317 素顔

矢崎若菜は担架の上に横たわり、全身が痛み、骨が折れているようだった。

痛みで気を失いそうになりながら、目を開けて矢崎美緒を見た。

矢崎美緒は非常に不満そうな表情で、理解できないという様子で「お兄ちゃん、どうしてそんな態度をとるの?わざとじゃないって言ったでしょう。信じてくれないの?許してよ、もう怒らないで!」

彼女は苛立った表情で、早く解決したがっていた。

矢崎若菜は苦痛に目を閉じ、医療スタッフに向かって言った。「病院に連れて行ってください。体中が痛いんです。」

医療スタッフはすぐに担架を持ち上げ、アーチェリー場の外へ向かった。

救急車は場外の入り口で待機していた。

この時、矢崎若菜はようやく矢崎美緒の心がいかに薄情であるか、そして次男と四男が徐々に矢崎美緒から距離を置いていった理由を理解した。

次男と四男は、彼よりもずっと賢かった。

彼らは早くから矢崎美緒の本性を見抜いていた。だから離れることを選んだのだ。

矢崎若菜は自分が本当に愚かだったと感じた。一方的に矢崎美緒のために尽くしたのに、最後には彼女に躊躇なく見捨てられた。これが天からの罰なのだろうか?

目が曇って、誰が本当に一番近しい人なのかが分からなかった自分への罰なのだ!

十数年間愛情を注いできた妹は、危険な時には彼を見捨て、盾にすることができる人間だった。

矢崎若菜は自分自身も憎らしかった。なぜ今になって、やっと矢崎美緒の本性が分かったのか?

すべては遅すぎた。

矢崎美緒のために、矢崎粟を苦しめることを多くしてきた。今では弟の矢崎政氏も徐々に彼から離れていった。周りの人々は彼のことを馬鹿だと思っている。
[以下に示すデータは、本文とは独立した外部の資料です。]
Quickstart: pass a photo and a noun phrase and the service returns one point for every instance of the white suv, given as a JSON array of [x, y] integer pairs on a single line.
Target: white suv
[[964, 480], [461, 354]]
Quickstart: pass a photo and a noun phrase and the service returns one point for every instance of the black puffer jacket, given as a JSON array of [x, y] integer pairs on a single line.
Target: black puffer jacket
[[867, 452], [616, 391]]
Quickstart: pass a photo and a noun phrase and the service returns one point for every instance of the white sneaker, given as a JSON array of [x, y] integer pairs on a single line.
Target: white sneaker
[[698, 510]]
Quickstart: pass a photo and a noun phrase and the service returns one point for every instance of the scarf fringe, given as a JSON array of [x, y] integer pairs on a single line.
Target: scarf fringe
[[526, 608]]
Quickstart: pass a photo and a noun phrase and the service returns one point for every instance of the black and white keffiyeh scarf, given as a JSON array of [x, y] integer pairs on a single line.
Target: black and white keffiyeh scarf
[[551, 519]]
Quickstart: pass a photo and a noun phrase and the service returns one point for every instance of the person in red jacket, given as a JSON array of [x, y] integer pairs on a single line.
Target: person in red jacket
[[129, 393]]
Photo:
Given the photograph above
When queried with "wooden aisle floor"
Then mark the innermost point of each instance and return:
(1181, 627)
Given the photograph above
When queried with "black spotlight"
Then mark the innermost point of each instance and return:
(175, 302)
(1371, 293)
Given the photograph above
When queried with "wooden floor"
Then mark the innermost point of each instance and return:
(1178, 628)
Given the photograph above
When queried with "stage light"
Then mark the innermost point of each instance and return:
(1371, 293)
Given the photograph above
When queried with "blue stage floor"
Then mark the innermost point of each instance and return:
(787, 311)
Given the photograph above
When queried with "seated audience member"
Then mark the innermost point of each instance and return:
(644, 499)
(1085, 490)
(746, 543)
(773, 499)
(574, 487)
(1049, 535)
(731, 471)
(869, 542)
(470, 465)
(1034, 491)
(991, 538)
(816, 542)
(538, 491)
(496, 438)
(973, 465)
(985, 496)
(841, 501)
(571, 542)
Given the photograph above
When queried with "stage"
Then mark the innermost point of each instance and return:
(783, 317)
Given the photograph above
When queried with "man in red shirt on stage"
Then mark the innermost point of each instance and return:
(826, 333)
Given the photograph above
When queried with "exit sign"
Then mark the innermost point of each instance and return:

矢崎若菜は担架の上で、思わず想像した。もし先ほど彼と一緒に馬に乗っていたのが矢崎粟だったら、彼女はどうしただろうか?

彼は確信していた。矢崎粟は決して矢崎美緒のように、彼を盾にはしなかっただろう。

むしろ、共に進退を共にし、一緒に解決策を考えただろう。

担架が救急車に運び込まれ、矢崎若菜が安全に車内に収容されると、矢崎政氏も慌てて車に飛び乗った。

「私は家族です。一緒に行かせてください。」矢崎政氏は焦って言った。

医療スタッフは同意した。病院での支払いや、その他家族が必要な手続きがあるからだ。

家族がいれば、物事がより円滑に進むだろう。